Circular Economy: Time to unleash the power of consumers

So far, actions to boost the development of a circular economy in Europe have centred on production, getting industries to introduce circular business models and bring circular options to the market.

Now conditions are ripe for getting consumers involved, and empowering them to make sustainable purchasing choices in their daily lives, says an EESC report adopted in July.

In the report, entitled Consumers in the circular economy, the European Economic and Social Committee calls for a strategic shift to place consumers at the centre of public policy on the circular economy at all levels of government in Europe.

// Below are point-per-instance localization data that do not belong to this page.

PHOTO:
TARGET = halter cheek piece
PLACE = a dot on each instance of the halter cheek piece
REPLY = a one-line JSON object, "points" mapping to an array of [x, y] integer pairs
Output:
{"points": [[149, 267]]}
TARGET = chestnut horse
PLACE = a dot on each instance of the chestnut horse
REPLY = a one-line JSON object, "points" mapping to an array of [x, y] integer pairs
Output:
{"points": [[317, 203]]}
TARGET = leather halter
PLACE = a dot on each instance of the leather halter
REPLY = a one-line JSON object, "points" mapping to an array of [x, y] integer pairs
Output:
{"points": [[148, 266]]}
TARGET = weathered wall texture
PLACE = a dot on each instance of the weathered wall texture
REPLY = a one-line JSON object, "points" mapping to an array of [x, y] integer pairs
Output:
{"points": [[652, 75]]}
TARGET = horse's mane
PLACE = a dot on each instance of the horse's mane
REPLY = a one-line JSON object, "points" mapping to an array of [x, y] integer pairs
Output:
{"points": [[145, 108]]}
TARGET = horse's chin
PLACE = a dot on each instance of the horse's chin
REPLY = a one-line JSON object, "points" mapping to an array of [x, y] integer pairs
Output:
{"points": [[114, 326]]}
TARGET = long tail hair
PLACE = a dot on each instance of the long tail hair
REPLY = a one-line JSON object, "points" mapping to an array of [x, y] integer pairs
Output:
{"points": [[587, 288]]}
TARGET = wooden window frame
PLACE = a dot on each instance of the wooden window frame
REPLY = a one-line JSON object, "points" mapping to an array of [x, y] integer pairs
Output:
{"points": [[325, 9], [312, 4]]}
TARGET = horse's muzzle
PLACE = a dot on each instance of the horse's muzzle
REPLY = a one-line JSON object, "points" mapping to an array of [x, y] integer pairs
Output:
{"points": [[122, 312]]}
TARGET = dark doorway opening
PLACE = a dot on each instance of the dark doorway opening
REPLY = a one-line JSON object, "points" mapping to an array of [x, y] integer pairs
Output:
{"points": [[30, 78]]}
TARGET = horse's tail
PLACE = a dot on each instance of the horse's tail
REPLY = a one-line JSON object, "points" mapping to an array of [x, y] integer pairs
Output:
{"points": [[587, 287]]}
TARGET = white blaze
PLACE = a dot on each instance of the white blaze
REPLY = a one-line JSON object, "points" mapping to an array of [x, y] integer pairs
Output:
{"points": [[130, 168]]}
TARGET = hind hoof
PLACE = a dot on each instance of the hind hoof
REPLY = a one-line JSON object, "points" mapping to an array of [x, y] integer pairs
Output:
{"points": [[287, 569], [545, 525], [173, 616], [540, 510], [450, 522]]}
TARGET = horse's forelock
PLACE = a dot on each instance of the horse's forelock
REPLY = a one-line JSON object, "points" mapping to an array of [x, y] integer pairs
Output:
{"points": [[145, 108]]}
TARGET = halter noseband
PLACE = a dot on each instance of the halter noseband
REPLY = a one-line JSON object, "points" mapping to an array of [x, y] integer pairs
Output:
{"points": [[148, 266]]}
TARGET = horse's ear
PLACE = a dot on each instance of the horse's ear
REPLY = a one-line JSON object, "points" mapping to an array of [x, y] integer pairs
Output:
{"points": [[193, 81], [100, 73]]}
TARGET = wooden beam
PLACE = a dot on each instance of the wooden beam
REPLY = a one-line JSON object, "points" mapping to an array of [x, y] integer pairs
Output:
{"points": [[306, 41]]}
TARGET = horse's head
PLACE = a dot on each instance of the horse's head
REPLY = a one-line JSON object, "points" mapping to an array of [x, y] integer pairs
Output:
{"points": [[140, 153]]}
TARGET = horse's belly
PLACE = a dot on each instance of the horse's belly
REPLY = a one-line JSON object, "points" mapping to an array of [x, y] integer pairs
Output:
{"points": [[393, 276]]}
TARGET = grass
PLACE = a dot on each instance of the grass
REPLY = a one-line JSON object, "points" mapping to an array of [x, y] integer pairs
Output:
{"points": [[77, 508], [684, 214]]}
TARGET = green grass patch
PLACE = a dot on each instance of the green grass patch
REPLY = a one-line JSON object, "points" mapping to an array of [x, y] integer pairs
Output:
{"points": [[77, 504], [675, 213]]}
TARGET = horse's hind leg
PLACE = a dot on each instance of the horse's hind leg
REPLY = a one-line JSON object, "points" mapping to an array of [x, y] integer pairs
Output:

In the first stage of the circular economy, consumers have been confined to the role of urban agents recycling domestic waste, while the focus has been on business. European Commission initiatives, the EESC points out, have targeted regulation and production, boosting recycling levels and introducing the concept of eco-design.

Now we are beginning to see major changes from large industries. With major groups such as H&M embracing the circular model and Ikea starting to roll out a leasing model for kitchens in over 30 countries, business can be said to have come on board.

“Now it is time for the Circular Economy 2.0 to tackle the consumer end”, says EESC rapporteur Carlos Trias Pintó, urging the European Commission to spearhead the shift in its forthcoming initiatives.

This second phase, he stresses, will hinge on consumer information. Studies show that, while consumers are keenly aware of the social and environmental challenges, the price of a product or service frequently carries more weight in their decision than the intrinsic quality of their purchases. Information and education, however, are key factors in steering them towards circular behaviour patterns. Education and lifelong learning must therefore be put in place and consumers provided with the most objective information possible.

The EESC makes the case for voluntary labelling as a step towards mandatory labelling, indicating the product’s social and environmental footprint – emission reduction, biodiversity conservation, resource efficiency or avoidance of components with a high environmental impact, estimated lifespan, possibility of obtaining spare parts and options for repair.

However, even though information and education can go a long way towards steering consumers towards green, repairable, long-lasting products, many people will not be able to afford them. As an incentive, the EESC suggests that the Member States could adopt a rewards-based approach and local administrations could use public procurement to support sustainable suppliers.